La dynastie Petipez victime de l’air du temps


Florence a lâché quelques minutes l’écran de son portable pour consulter l’histoire sur papier jauni, dans sa boutique.

Florence sera la dernière Petipez à mesurer le temps qui passe. L’une des plus vieilles enseignes familiales castelroussines baisse le rideau rue Victor Hugo. Désormais on ne répare plus les montres.
Le livret professionnel de son lointain aïeul témoigne en 1879 de la fin d’apprentissage d’un certain Pierre Amédé Petipez, né à La Châtre dix-sept ans auparavant. Le jeune homme allait être le premier de la lignée des horlogers d’abord installés à Argenton en 1883, puis à Châteauroux où Pierre, meilleur ouvrier horloger ouvrit le premier Petipez, rue Grande, Amédé juinor, son frère, gardant le magasin d’Argenton.
Florence n’a jamais appris l’horlogerie et son deug d’allemand ne la destinait pas forcément à être la dernière de la famille à défendre l’horlogerie bijouterie familiale.
«Surtout la bijouterie, précise l’intéressée. J’avais souvent vu André, mon père et Pierre, mon grand-père travailler dans leur atelier. Je connaissais les solutions horlogères dans lesquelles ils plaçaient les pièces démontées avant de les sécher dans la sciure. Ils réparaient «à l’oreille» les horloges. Je suis capable de faire un diagnostique, mais je sous-traitait la réparation.

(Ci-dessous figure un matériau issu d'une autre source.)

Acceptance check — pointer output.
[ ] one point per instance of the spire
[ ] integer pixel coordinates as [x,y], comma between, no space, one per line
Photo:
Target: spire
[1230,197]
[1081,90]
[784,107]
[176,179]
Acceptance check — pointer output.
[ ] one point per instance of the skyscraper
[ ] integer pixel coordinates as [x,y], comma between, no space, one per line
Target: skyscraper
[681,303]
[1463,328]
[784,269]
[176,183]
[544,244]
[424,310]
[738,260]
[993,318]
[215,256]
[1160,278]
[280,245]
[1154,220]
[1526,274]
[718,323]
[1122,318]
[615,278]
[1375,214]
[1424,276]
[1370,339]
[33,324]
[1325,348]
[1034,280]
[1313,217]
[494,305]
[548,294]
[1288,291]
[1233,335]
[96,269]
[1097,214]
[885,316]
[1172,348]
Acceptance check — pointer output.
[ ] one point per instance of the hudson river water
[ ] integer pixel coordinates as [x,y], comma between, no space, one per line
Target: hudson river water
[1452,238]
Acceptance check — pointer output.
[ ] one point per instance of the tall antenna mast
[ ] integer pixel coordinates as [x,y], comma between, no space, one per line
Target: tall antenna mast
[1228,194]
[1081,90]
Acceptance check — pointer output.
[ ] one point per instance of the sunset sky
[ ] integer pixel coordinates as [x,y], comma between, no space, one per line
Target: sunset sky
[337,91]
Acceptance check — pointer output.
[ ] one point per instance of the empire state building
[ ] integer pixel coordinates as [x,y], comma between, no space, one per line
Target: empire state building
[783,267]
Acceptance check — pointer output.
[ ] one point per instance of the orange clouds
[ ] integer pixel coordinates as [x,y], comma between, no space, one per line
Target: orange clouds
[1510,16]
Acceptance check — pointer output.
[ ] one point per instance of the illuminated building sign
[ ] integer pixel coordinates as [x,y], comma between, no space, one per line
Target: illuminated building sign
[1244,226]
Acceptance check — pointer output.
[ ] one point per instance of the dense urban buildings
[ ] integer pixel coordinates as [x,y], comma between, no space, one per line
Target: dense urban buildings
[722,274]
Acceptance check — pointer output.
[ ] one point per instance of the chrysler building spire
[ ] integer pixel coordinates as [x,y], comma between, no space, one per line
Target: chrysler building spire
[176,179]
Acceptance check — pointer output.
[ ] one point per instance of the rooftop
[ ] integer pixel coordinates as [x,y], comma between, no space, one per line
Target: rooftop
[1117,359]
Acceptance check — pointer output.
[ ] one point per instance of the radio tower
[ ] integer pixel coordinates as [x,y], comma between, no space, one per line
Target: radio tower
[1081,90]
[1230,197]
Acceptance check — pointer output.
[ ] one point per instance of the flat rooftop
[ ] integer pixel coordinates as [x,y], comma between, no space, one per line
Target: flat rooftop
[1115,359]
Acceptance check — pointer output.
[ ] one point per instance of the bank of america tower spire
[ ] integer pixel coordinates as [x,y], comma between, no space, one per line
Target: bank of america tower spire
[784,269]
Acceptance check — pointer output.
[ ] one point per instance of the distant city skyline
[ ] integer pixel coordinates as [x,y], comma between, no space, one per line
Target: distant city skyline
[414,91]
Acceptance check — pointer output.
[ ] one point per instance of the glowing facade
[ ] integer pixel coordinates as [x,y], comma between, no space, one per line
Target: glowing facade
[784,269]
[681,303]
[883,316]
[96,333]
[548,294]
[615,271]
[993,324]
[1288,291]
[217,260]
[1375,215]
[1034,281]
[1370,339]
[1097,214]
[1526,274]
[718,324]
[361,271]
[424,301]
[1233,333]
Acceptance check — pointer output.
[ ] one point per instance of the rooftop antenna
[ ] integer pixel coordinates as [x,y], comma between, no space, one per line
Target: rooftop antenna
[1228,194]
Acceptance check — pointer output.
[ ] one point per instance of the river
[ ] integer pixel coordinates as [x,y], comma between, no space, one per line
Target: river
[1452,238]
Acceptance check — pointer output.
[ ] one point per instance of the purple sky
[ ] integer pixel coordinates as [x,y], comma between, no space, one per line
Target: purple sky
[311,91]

A mon père d’abord, puis à un confrère castelroussin.»
Après avoir vécu dans le Var et travaillé dans une banque, Florence est revenue en 1983 à Châteauroux avec l’idée de reprendre l’entreprise familiale dont elle fut d’abord salariée.
«En 1995 lorsque j’ai pris la succession de mes parents, j’ai décidé de m’installer rue Victor Hugo, La rue commerçante de Châteauroux.»
Pendant quelques années encore la vie de la commerçante a été rythmée par les rencontres avec les commerciaux. «Ils arrivaient avec leurs valises et leurs collections. On avait les produits devant soi. Depuis 2005 pour des raisons de sécurité ils ne transportent plus que des ordinateurs et c’est à nous d’aller confirmer notre première impression dans les salons régionaux.»

Maire adjoint au commerce
Un magasin familial c’est un peu un confessionnal, on prend le temps d’écouter l’histoire des gens. On prend le pouls de la ville. Jean-François Mayet ne s’y est pas trompé en venant proposer à la commerçante d’entrer dans son équipe. «Non pas comme conseillère municipale mais directement comme maire-adjointe au commerce. Mes parents ont hurlé, affirmant qu’un commerçant ne fait pas de politique, mais j’étais une grande fille…» Jean-François Mayet avait trouvé une élue consciencieuse, même si l’expérience montra à Florence que choisir une commerçante pour administrer le commerce local n’est pas forcément la meilleure solution. «Les choix de la commerçante n’étaient pas forcément ceux de l’élue…»
En tout cas le maire était très satisfait de son élue. Non seulement il la garda dans son équipe mais il en fit sa coéquipière lorsqu’il fut élu conseiller général. Un poste qu’il allait devoir abandonner en devenant sénateur. «Il a cependant fallu que je passe par l’élection, la démission pour cumul de mandat ne faisant pas immédiatement passer le suppléant au rang de titulaire.» Le plus difficile ne fut pas de gagner l’élection, mais d’être candidate, face à des ambitieux aux dents longues. Florence ne lâche pas l’affaire et se retrouve première élue féminine de la majorité départementale.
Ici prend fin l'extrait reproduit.